I feel internal pressure and accusation as if speaking the facts means I have not forgiven her or am bitter. That’s a lie, by the way.
But it is a hard one to shake growing up amidst a Christian subculture that cannot move fast enough away from such discussions of marriages ending and people committing evil like adultery is (e.g. Deut. 22:22).
A powerful way to shut down talk about adultery and how such sin destroys marriages is to shame adultery victims into silence. Call them “bitter” or “unforgiving” if they dare mention what happened to them. This needs to change.
Sometimes I choose to share the facts of how my first marriage ended. Not always, mind you.

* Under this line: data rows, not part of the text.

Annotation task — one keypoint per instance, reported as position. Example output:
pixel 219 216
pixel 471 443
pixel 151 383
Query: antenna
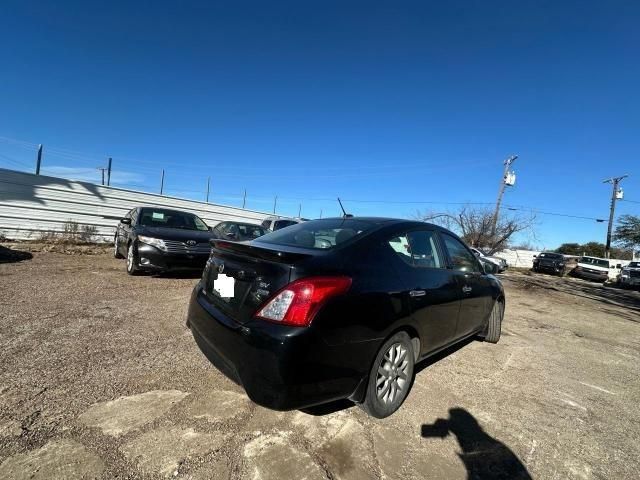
pixel 344 213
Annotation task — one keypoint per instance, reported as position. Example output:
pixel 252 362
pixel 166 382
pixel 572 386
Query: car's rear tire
pixel 391 377
pixel 494 326
pixel 132 261
pixel 116 248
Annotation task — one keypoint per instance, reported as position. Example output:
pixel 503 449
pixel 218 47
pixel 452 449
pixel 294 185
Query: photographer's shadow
pixel 483 456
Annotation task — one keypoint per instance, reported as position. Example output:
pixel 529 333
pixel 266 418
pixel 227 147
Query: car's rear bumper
pixel 151 258
pixel 601 277
pixel 549 268
pixel 280 367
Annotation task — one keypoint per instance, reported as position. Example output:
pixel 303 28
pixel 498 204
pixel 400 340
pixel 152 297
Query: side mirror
pixel 489 268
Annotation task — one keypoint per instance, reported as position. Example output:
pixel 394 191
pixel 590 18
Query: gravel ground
pixel 100 379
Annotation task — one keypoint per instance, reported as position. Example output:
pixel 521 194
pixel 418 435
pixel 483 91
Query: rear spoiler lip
pixel 281 253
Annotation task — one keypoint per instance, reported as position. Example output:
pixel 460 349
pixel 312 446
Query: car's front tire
pixel 132 260
pixel 494 324
pixel 116 248
pixel 391 377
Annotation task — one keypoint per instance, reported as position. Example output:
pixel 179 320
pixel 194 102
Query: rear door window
pixel 417 248
pixel 460 256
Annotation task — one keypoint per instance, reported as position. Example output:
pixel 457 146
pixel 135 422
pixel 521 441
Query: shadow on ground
pixel 8 255
pixel 581 288
pixel 483 456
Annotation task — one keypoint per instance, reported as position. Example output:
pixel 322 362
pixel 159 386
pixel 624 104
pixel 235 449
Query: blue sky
pixel 389 102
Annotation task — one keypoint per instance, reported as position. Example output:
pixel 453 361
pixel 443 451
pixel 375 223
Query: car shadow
pixel 483 456
pixel 9 255
pixel 580 288
pixel 179 274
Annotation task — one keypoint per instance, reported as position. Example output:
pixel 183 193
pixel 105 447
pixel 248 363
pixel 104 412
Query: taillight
pixel 297 303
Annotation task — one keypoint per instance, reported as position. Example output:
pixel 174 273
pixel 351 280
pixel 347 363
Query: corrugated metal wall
pixel 33 204
pixel 518 258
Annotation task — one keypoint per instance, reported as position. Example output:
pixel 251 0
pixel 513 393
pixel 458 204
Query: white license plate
pixel 224 285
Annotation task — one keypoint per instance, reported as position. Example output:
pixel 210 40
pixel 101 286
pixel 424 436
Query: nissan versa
pixel 158 239
pixel 340 308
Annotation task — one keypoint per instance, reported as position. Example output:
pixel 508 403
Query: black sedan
pixel 550 262
pixel 340 308
pixel 158 239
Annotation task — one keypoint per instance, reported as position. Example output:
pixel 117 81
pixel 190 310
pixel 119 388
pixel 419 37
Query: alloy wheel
pixel 393 374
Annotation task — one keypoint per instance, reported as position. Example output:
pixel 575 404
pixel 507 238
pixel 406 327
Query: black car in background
pixel 158 239
pixel 340 308
pixel 237 231
pixel 550 262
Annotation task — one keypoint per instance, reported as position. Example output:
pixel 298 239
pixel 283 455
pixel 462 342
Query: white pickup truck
pixel 601 269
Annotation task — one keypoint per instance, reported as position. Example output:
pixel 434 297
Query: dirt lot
pixel 100 378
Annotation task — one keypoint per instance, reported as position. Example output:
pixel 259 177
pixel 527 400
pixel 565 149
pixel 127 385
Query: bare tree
pixel 474 226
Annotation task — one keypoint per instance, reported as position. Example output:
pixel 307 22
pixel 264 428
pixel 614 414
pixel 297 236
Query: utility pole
pixel 39 159
pixel 615 195
pixel 508 179
pixel 109 172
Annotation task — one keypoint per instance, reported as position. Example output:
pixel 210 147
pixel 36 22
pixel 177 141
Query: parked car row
pixel 589 268
pixel 321 310
pixel 159 239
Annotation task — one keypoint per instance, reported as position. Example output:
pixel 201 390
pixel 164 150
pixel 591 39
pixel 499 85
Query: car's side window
pixel 400 245
pixel 424 250
pixel 461 258
pixel 417 248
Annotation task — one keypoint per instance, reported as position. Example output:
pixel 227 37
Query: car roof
pixel 386 222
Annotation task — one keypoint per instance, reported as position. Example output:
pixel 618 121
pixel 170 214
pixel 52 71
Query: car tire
pixel 116 250
pixel 494 323
pixel 391 377
pixel 132 260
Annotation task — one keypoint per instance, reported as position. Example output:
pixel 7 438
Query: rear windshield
pixel 245 231
pixel 320 234
pixel 278 224
pixel 598 262
pixel 159 217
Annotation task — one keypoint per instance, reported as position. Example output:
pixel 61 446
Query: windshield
pixel 320 234
pixel 158 217
pixel 550 255
pixel 244 231
pixel 598 262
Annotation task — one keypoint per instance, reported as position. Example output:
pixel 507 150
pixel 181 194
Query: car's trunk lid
pixel 258 272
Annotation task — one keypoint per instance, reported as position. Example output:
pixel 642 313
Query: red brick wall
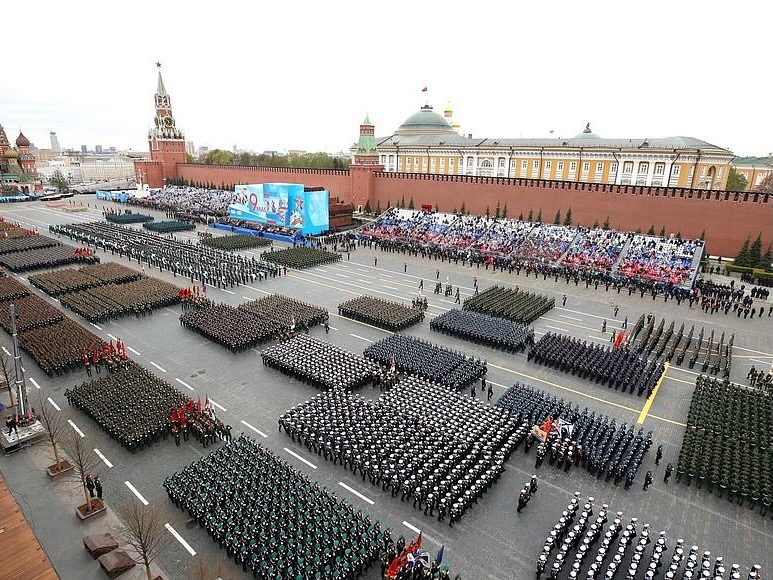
pixel 726 223
pixel 336 181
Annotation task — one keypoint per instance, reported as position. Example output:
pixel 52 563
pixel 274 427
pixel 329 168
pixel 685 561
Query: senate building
pixel 428 142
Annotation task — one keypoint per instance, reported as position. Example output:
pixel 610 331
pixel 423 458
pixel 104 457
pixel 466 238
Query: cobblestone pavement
pixel 492 540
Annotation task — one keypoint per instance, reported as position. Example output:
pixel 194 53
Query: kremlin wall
pixel 725 218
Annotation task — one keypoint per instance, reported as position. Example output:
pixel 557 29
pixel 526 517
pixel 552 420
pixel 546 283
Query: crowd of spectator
pixel 607 255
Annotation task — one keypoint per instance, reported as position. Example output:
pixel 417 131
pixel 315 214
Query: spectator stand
pixel 320 363
pixel 728 443
pixel 511 304
pixel 480 328
pixel 440 365
pixel 575 438
pixel 386 314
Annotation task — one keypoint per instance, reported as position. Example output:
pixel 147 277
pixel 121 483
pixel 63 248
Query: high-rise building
pixel 55 147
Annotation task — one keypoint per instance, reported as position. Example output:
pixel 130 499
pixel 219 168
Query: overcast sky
pixel 302 75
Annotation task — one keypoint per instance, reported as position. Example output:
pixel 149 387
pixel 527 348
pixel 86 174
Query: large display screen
pixel 283 204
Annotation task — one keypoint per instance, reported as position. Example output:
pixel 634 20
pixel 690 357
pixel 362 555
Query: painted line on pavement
pixel 411 527
pixel 158 367
pixel 355 492
pixel 646 409
pixel 298 457
pixel 258 431
pixel 183 383
pixel 75 427
pixel 135 492
pixel 218 405
pixel 102 457
pixel 178 537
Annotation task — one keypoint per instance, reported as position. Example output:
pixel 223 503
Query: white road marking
pixel 75 427
pixel 158 367
pixel 258 431
pixel 355 492
pixel 184 384
pixel 218 406
pixel 306 461
pixel 137 493
pixel 102 457
pixel 411 527
pixel 178 537
pixel 557 328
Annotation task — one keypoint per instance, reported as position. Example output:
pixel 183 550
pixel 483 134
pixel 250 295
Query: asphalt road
pixel 492 540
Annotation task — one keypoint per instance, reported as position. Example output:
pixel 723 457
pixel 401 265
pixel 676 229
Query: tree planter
pixel 58 469
pixel 97 507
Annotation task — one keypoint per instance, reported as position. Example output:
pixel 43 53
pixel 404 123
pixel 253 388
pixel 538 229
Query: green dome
pixel 425 122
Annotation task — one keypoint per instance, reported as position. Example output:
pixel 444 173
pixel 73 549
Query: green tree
pixel 735 181
pixel 755 252
pixel 742 258
pixel 568 217
pixel 59 181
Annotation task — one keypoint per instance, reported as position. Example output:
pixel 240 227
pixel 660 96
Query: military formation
pixel 510 303
pixel 138 298
pixel 584 543
pixel 31 312
pixel 273 520
pixel 235 243
pixel 620 368
pixel 728 442
pixel 498 333
pixel 198 263
pixel 424 359
pixel 301 257
pixel 319 363
pixel 236 329
pixel 434 448
pixel 387 314
pixel 569 438
pixel 66 280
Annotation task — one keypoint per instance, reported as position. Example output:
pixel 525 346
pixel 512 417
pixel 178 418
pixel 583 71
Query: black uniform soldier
pixel 647 480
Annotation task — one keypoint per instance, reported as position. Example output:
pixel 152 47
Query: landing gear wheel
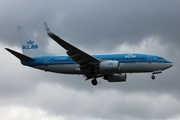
pixel 153 77
pixel 94 82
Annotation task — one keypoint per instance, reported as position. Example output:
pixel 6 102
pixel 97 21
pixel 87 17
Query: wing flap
pixel 79 56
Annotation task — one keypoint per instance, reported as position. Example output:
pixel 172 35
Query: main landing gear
pixel 153 77
pixel 94 81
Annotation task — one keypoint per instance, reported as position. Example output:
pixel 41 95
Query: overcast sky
pixel 95 26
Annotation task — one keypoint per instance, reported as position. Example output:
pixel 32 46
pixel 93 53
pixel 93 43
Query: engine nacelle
pixel 109 65
pixel 116 77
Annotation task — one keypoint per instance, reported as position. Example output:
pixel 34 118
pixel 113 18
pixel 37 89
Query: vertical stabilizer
pixel 30 47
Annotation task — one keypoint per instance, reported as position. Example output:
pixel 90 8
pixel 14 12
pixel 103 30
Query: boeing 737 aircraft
pixel 111 67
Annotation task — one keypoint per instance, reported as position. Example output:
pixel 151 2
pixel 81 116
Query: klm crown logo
pixel 29 45
pixel 30 42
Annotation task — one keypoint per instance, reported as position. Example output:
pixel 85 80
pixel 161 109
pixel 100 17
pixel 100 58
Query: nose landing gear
pixel 94 81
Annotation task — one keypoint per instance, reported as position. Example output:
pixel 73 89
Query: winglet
pixel 47 28
pixel 19 55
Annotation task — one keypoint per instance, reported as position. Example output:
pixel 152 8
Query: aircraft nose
pixel 169 64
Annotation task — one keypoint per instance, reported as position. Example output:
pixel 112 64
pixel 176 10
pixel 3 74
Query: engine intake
pixel 116 77
pixel 109 65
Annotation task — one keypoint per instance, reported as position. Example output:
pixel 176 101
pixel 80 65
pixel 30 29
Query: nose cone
pixel 168 65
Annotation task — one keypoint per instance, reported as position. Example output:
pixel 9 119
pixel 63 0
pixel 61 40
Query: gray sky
pixel 101 26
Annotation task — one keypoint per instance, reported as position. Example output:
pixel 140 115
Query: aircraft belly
pixel 139 67
pixel 66 69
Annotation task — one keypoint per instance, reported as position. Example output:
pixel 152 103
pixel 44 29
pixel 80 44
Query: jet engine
pixel 109 65
pixel 116 77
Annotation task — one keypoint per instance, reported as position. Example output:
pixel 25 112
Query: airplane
pixel 110 67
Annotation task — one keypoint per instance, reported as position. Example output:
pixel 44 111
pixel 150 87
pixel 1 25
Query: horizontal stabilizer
pixel 19 55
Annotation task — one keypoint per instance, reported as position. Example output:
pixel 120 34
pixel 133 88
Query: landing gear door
pixel 149 59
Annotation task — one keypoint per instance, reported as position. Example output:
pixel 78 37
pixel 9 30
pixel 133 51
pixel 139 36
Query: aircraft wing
pixel 80 57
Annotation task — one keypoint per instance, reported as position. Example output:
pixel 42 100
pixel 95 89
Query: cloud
pixel 95 27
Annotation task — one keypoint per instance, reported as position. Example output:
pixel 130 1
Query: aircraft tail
pixel 30 47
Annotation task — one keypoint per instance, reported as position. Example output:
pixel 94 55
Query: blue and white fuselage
pixel 112 67
pixel 128 63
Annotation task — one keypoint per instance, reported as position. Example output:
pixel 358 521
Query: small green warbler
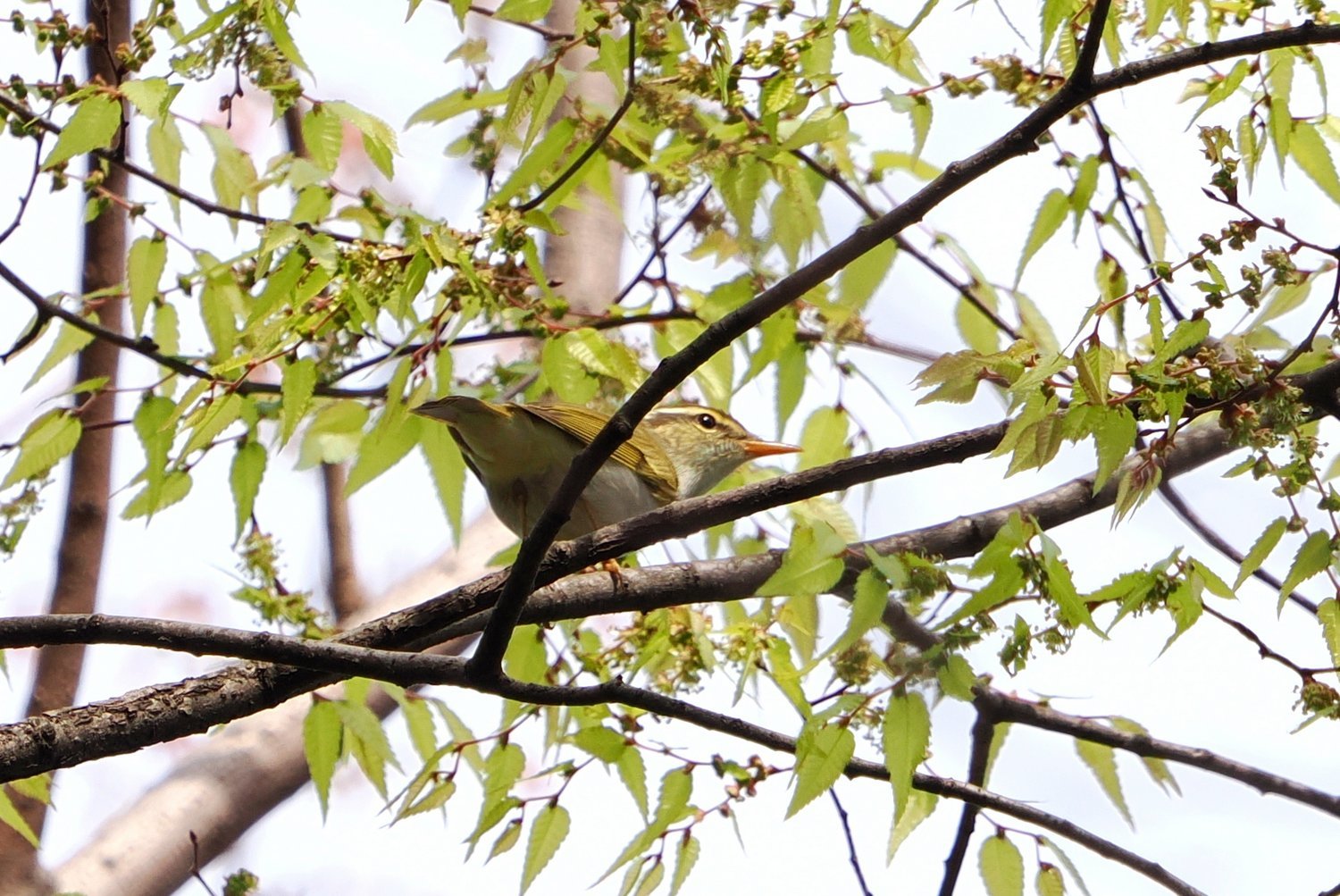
pixel 522 453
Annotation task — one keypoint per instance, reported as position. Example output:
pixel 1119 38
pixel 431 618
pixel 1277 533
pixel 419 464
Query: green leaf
pixel 1101 761
pixel 1311 153
pixel 1261 549
pixel 1050 882
pixel 509 837
pixel 1001 866
pixel 811 565
pixel 69 340
pixel 273 19
pixel 1312 557
pixel 367 742
pixel 448 469
pixel 919 808
pixel 244 478
pixel 297 388
pixel 1066 863
pixel 523 10
pixel 906 737
pixel 547 834
pixel 93 126
pixel 825 439
pixel 1112 440
pixel 144 268
pixel 322 743
pixel 685 858
pixel 45 444
pixel 150 96
pixel 378 137
pixel 867 607
pixel 675 789
pixel 957 678
pixel 632 772
pixel 822 756
pixel 165 149
pixel 1280 85
pixel 1328 614
pixel 334 436
pixel 10 816
pixel 211 420
pixel 323 133
pixel 1157 767
pixel 1050 217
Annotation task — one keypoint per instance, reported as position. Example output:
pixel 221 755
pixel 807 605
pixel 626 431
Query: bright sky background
pixel 1208 690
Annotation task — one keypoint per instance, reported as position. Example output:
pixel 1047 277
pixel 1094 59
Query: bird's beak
pixel 758 448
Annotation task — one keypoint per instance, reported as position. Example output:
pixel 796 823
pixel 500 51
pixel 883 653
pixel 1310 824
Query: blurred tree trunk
pixel 232 781
pixel 85 528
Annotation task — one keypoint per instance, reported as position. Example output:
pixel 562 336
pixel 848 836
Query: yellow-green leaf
pixel 144 268
pixel 906 735
pixel 822 756
pixel 1050 217
pixel 547 834
pixel 93 126
pixel 1261 549
pixel 1312 557
pixel 1101 761
pixel 322 743
pixel 45 444
pixel 1001 866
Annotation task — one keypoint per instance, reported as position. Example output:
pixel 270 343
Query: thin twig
pixel 984 729
pixel 851 844
pixel 1142 247
pixel 600 137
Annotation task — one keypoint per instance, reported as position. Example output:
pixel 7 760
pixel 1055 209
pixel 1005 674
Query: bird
pixel 522 453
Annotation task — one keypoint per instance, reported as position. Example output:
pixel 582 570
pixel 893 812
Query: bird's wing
pixel 642 453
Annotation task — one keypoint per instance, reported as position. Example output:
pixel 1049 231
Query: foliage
pixel 334 311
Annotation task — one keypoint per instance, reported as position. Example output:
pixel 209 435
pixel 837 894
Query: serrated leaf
pixel 1328 614
pixel 632 772
pixel 906 735
pixel 1050 882
pixel 212 420
pixel 297 388
pixel 322 743
pixel 144 267
pixel 1001 867
pixel 93 126
pixel 1066 863
pixel 1265 542
pixel 244 478
pixel 811 564
pixel 45 444
pixel 1157 767
pixel 334 436
pixel 675 789
pixel 509 837
pixel 323 133
pixel 822 756
pixel 1048 220
pixel 1312 557
pixel 685 858
pixel 1101 761
pixel 547 833
pixel 867 607
pixel 523 10
pixel 919 808
pixel 69 340
pixel 10 816
pixel 825 439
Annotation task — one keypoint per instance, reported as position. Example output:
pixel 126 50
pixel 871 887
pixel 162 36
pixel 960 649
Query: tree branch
pixel 957 176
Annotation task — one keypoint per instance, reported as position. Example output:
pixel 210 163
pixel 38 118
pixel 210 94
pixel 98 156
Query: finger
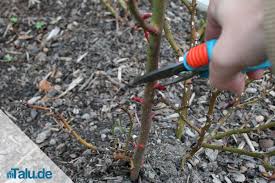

It happened. My first wife committed adultery against me, God, and our marriage. Then she discarded me via divorce. That happened. Those historical facts remain forever.
And it has shaped me. To not know that chapter in my life is to miss out on knowing a great deal about me.
It is not the entirety of who I am and my aspirations. However, it was a very major traumatic event in my life. I do not need to be ashamed of the fact it is part of my life history. It is, and will ever be so.
Forgiveness does not change historical facts.
Forgiveness is about our response to those facts. And sometimes the furthest we can go on the long path of forgiving infidelity is giving all the injustice over to God for Him to handle (e.g. Romans 12:19).
He is the Judge, after all. Not me. Not you.
And He is just. Plus far wiser than I.
I trust He will deal justly and wisely with how His adopted son was wronged and wounded someday.
That is enough for me.
Forgiveness does not deny that the injustice and violations did occur.
The journey of forgiveness moves us from a place where those wounds and hurtful events own us to a place where we own them. We own them in the sense that the pain and grief no longer has power over us–we’re freed from the need for revenge–and we can freely talk about the events as historical facts. That’s how I see it.
Talking about evil events will be upsetting for some. It will especially be upsetting for those who rather not face their own vulnerability to infidelity, their own powerlessness.
Also, it may be upsetting for those who know the perpetrator and would rather not deal with the reality that he/she committed such evil against the faithful partner.
It does not necessarily make the faithful spouse “bitter” or “unforgiving” to speak the facts.
Labeling them as such says more about the one using the label than the labeled. It speaks to someone who is unable to handle the reality of living in a world broken by evil. And make no mistake, adultery is truly evil!
*A version of this post ran previously.